O plano prevê alargar a cobertura ao longo de todo o leste do Chade sempre que a situação o exija, acrescentou Senegas. Os agricultores do Chade podem também utilizar estes dados no futuro e os mapas geo-referenciados altamente precisos podem vir a fazer parte de um sistema de informação geográfica (GIS) que vá de encontro às necessidades do país.
"O terceiro aspecto é, assim esperamos, ajudar a população local a ultrapassar a actual crise", concluiu Senegas. "Vivem aqui habitualmente apenas cerca de 30 000 pessoas, mas partilharam o pouco que tinham com os refugiados. Estes mapas podem ajudá-los de uma forma permanente, dizendo aos agricultores que, se perfurarem num determinado local, têm mais probabilidades de encontrar água para as suas culturas".
Gachet acrescentou: "Não existe uma falta de água total na região, mas apenas a falta de uma política de gestão da água. Quando parti, começou a estação das chuvas – dois meses de chuva intensa – mas geralmente evapora antes de poder reabastecer as provisões de águas freáticas. Os mapas obtidos por satélite podem, no futuro, indicar à população local o melhor sítio para construir barragens ao longo do curso dos wadis para reter e armazenar a água."
Mais sobre a Radar Technologies France
A RTF é uma empresa privada que tem vindo a transformar a experiência do passado em termos de prospecção de ouro e petróleo na exploração das águas freáticas para fins humanitários.

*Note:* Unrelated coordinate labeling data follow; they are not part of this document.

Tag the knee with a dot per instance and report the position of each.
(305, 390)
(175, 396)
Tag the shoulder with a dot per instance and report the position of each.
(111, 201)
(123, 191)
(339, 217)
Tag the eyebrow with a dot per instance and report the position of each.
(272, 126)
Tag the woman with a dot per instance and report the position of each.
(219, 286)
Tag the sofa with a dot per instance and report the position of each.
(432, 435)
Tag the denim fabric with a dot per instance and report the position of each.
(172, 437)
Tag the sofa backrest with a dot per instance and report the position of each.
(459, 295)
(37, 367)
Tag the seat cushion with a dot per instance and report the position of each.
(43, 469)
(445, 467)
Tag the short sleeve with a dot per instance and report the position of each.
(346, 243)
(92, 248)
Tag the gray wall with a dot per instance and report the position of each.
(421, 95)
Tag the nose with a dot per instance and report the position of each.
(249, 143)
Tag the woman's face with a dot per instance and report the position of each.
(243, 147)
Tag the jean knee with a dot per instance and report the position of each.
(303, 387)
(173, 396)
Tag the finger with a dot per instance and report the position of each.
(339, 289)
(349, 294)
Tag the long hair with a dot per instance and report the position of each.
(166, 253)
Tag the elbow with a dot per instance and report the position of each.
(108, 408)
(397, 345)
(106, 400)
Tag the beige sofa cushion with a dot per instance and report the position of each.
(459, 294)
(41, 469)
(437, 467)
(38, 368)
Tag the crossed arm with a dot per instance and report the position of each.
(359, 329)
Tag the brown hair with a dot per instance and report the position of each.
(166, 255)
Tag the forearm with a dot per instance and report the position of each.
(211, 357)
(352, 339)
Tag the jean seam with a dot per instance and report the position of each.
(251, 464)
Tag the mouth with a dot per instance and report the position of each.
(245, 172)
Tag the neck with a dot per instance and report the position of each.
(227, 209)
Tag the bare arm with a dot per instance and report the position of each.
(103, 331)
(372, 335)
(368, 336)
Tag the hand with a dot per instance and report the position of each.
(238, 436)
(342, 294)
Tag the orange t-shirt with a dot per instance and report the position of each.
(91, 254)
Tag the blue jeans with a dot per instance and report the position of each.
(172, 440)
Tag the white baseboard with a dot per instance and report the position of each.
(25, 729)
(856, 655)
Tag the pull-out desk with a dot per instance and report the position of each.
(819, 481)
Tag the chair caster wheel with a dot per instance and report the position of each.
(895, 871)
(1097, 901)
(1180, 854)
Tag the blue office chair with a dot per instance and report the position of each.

A experiência da RTF com imagens de radar espaciais começou em 1996, quando foram utilizados os dados do satélite combinados com a realidade no terreno para descobrir novas jazidas de ouro e petróleo nas florestas equatoriais do Congo. A companhia é agora consultada pelas maiores empresas de petróleo, tais como a Shell, Agip, Total, Exxon, e organizações humanitárias para mapeamento de novos recursos de água em áreas desérticas, como a Líbia, o Chade e a Austrália Central.
Mais sobre o UNOSAT
Dirigido pelo Gabinete das Nações Unidas para os Serviços de Apoio aos Projectos (UNOPS), o UNOSAT é um consórcio sem fins lucrativos fundado pelo Programa de Desenvolvimento do Mercado de Observação da Terra da ESA, em colaboração com o Centre National pour les Etudes Spatiales de França (CNES) e o Ministério francês dos Negócios Estrangeiros.
O UNOSAT fornece produtos de informação geográfica para as agências das Nações Unidas e para as comunidades humanitárias e de desenvolvimento internacionais, tendo fechado negócios com fornecedores de dados conceituados, tais como a Spot Image e a Space Imaging Eurasia, bem como empresas de valor acrescentado, tais como a Gamma Remote Sensing e a Digitech, que processam os dados em bruto dos satélites para transformá-los em produtos e mapas utilizáveis.
O UNOSAT utiliza também os dados de satélite em projectos de desenvolvimento em curso, em regiões que incluem a fronteira entre a Mauritânia e o Senegal, o Corno de África e a Nicarágua.
O UNOSAT é um parceiro do consórcio RESPOND - uma actividade do GMES Services Element (GSE) que trabalha com as comunidades humanitárias no sentido de melhorar o seu acesso a mapas, imagens de satélite e informações geográficas.